Could someone explain to me in layman's terms the following:
I have complete data on a population size of ~37,000. I can show, across the entire population, that there are trends between certain variables and the amount of debt (e.g. age, length of tenure etc).
What I'm trying to do is to establish whether there is a statistically significant variation in the effect of these independent variables on debt between geographical location.
Partitioning the data into geographical location results in sample sizes of between 300 and 3000 records. Again dividing these data into age ranges e.g. 25 to 35, 36 to 45 years old etc further reduces the size of each sample.
I've produced a number of graphs using seaborn/matplotlib e.g. regression/scatter plots, grouped column graphs and the results fluctuate especially with smaller sample sizes (e.g. smaller geographical locations).
What I'm trying to establish is is there a statistical test I can carry out that indicates whether a change between geographical location (e.g. average debt for 25 to 35 year olds between location A and B) is statistically significant or due to random error introduced by the size of an individual sample.
Many thanks

#### hlsmith

##### Less is more. Stay pure. Stay poor.
@PinballWizard - I saw your other introductory post - so I thought I would provide a little general information. You use the word population. In order to use this word you need to have every single observations (or at least almost every value). If you have the population, then statistics are not really needed since you know the truth and you are not trying to generalize back to a super population. So if I had all of the fire fighter ages in two states, I could calculate their mean ages and if they were different, no statistical test is needed - I can make states just using those values.

So do you have the population or a sample? This gets a little trick at times if you have a population but want to 'predict' the future, which is a new population.

#### PinballWizard

##### New Member
@PinballWizard - I saw your other introductory post - so I thought I would provide a little general information. You use the word population. In order to use this word you need to have every single observations (or at least almost every value). If you have the population, then statistics are not really needed since you know the truth and you are not trying to generalize back to a super population. So if I had all of the fire fighter ages in two states, I could calculate their mean ages and if they were different, no statistical test is needed - I can make states just using those values.

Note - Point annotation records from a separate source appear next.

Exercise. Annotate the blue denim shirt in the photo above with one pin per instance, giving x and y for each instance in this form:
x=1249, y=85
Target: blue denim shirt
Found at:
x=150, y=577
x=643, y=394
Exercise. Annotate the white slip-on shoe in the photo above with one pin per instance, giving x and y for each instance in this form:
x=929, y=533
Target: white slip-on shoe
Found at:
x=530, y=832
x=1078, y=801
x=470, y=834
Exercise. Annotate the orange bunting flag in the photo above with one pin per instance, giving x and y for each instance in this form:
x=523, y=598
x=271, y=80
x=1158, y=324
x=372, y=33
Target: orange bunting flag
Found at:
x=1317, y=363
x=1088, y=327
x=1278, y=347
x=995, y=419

So do you have the population or a sample? This gets a little trick at times if you have a population but want to 'predict' the future, which is a new population.

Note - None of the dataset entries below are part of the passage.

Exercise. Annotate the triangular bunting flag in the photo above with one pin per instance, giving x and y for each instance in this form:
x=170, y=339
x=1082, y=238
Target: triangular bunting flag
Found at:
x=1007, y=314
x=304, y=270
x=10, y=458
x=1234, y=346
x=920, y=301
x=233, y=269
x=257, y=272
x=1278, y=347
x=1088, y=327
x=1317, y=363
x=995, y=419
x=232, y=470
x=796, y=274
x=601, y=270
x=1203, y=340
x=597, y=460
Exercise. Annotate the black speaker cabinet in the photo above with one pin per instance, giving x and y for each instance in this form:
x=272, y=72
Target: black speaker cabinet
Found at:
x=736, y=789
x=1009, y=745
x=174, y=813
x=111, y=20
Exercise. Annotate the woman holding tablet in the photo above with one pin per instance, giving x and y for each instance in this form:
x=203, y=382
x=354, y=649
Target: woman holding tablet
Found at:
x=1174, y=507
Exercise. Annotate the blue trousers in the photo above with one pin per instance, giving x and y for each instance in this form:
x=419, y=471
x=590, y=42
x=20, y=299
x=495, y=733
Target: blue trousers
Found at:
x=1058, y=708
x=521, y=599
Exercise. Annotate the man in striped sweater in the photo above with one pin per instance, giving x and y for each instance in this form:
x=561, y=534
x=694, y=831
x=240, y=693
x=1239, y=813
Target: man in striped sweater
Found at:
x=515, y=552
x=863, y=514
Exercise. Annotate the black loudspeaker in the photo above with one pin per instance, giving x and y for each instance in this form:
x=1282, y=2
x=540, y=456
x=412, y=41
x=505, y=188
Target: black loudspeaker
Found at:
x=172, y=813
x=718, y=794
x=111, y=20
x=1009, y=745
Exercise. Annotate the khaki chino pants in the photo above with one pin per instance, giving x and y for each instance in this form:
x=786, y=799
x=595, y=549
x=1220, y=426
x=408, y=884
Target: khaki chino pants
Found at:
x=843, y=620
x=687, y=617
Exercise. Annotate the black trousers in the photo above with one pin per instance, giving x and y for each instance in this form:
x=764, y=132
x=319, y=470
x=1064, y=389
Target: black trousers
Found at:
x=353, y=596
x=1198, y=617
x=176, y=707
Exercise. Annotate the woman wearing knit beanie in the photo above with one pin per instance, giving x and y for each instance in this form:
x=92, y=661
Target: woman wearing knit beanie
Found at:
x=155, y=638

I have data for the entire population. Taking average debt as an example, there may be 2 different kinds of reason obervations in location A have a different average debt to those in location B. Bare in mind the size of locations are set in stone and I can't change the location boundaries, some locations have relatively small number of observations. So I am using the terminology 'sample' for different locations and probably shouldn't be.

I'm interested in this type of variation in e.g. average debt if there is a covariation with say access to services, crime or health percentile index. What I need to establish is if there is a way of quantifying the extent to which the average debt for a location could be a result of the smaller number of observations in location A as opposed to say an underlying socio-economic pressure or availability of staff etc in that area.

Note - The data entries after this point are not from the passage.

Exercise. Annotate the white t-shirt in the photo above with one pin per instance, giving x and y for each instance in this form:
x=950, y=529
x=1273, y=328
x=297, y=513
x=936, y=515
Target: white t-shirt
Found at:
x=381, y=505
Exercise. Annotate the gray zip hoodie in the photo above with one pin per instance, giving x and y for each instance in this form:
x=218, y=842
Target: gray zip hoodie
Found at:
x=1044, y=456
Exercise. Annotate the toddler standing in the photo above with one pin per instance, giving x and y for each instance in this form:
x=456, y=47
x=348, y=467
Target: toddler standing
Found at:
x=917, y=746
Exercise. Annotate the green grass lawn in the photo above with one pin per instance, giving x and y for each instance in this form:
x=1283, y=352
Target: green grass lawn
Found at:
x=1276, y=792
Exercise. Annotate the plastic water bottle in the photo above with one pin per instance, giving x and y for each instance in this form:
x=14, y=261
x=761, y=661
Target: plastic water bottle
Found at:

Please feel free to tell me if my question is nonsensical in statistical circles.

#### hlsmith

##### Less is more. Stay pure. Stay poor.
And you have individual level data per location? If so, you may be looking at multilevel regression - where observations are clustered inside groups. These models allow you to control for within group and between group variability.

However, something else to think about is geographic similarities. So the closer I am to another group the more I resemble them. For example, people in the US state of Florida are not all the same. Residents in the pan-handle may have different tendencies than those further south in the large urban centers. However the closer you are to one the more likely you are similar to them (e.g. geospatial covariance).

#### PinballWizard

##### New Member
And you have individual level data per location? If so, you may be looking at multilevel regression - where observations are clustered inside groups. These models allow you to control for within group and between group variability.

However, something else to think about is geographic similarities. So the closer I am to another group the more I resemble them. For example, people in the US state of Florida are not all the same. Residents in the pan-handle may have different tendencies than those further south in the large urban centers. However the closer you are to one the more likely you are similar to them (e.g. geospatial covariance).